1.3 Pertanyaan Penelitian
Uraian ringkas dalam latar belakang masalah di atas memberi dasar bagi peneliti untuk
merumuskan pertanyaan penelitian yaitu:
Bagaimana respon yang diterima oleh neraca transaksi berjalan (current account),
terhadap kejutan inflasi, tingkat output yang diinterpretasikan dalam (GDP), dan nilai tukar di
Indonesia pada tahun 2000:Q1 sampai dengan 2013:Q4?
1.4 Tujuan Penelitian
Untuk menganalisis respon neraca teransaksi berjalan terhadap kejutan inflasi, tingkat
output dan nilai tukar di Indonesia pada tahun 2000:Q1 sampai dengan 2013:Q4.
1.5 Manfaat Penelitian
Hasil penelitian ini nantinya dapat memberikan gambaran mengenai keterkaitan
variable neraca teransaksi berjalan terhadap variabel kejutan inflasi, tingkat output dan nilai
tukar di Indonesia. Kemudian diharapkan bagi pengambil kebijakan diantaranya; Bank sentral
dan pemerintah dapat mengimplementasikan pola hubungan antara variabel neraca teransaksi
berjalan dengan variabel inflasi, tingkat output dan nilai tukar di Indonesia yang menjadi
tolak ukur perekonomian makro suatu negara.
1.6 Sistematika Penulisan
Bagian utama dari penulisan ini disusun dengan sistematika penulisan sebagai berikut:
Bab Iakan dipaparkan mengenai latar belakang masalah yang akan, rumusan masalah,
pertanyaan penelitian, tujuan penelitian, manfaat penelitian dan sistematika
penulisan.
Bab II akan dipaparkan gambaran mengenai teori-teori yang mendukung penelitian,
pembahasan mengenai penelitian-penelitian terdahulu yang berkaitan dengan
masalah penelitian, kerangka pikir penelitian dan hipotesis penelitian.

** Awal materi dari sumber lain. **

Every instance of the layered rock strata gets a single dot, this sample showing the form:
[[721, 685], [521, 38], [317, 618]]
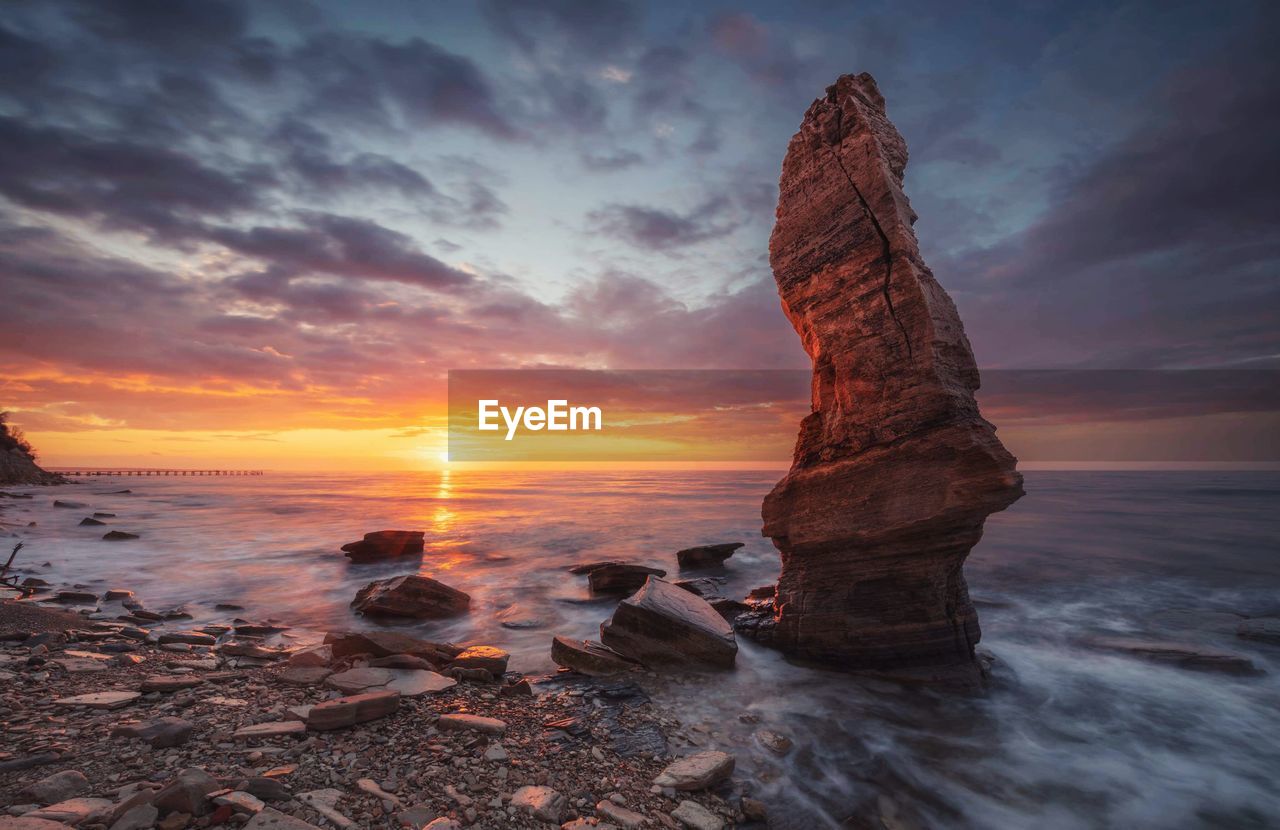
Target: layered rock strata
[[895, 470]]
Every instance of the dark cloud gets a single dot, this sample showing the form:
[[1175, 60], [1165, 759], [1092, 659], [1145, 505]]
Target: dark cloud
[[342, 246], [661, 229], [1160, 251], [764, 55], [118, 183], [615, 160], [415, 83], [597, 30]]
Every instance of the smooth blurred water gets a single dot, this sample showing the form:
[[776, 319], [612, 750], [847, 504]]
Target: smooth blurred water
[[1069, 737]]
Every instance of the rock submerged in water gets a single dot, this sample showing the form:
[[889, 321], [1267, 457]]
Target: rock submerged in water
[[696, 771], [705, 555], [709, 589], [664, 625], [616, 577], [895, 470], [1182, 655], [419, 597], [589, 657], [1261, 629], [388, 644], [384, 545]]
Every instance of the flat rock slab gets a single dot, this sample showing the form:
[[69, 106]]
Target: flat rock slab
[[356, 680], [191, 638], [417, 597], [694, 816], [666, 625], [100, 699], [240, 802], [589, 657], [255, 651], [73, 811], [417, 682], [387, 643], [348, 711], [1182, 655], [620, 577], [165, 683], [274, 729], [540, 802], [312, 657], [696, 771], [55, 788], [80, 665], [705, 555], [488, 657], [384, 545], [274, 820], [161, 733], [471, 723], [305, 675]]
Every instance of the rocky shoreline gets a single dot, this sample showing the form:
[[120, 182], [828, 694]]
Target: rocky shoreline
[[118, 717]]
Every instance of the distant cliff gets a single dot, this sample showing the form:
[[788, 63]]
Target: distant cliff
[[18, 460]]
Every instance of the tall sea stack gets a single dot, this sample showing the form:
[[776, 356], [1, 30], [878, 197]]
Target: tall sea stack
[[895, 470]]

Bab III akan dipaparkan mengenai langkah-langkah, alat analisis serta metodologi yang akan
digunakan dalam peroses pembentukanmodel penelitian.
Bab IV akan dipaparkanmengenai analisis hasil dari peroses regresi data secara keseluruhan
serta interpretasi pembahasan hasil.
Bab V akan dipaparkan mengenai kesimpulan dan saran yang merangkum hasil penelitian
secara keseluruhan serta rekomendasi yang bisa dijadikan sebagai acuan bagi
pengambil kebijakan berdasarkan hasil penelitian.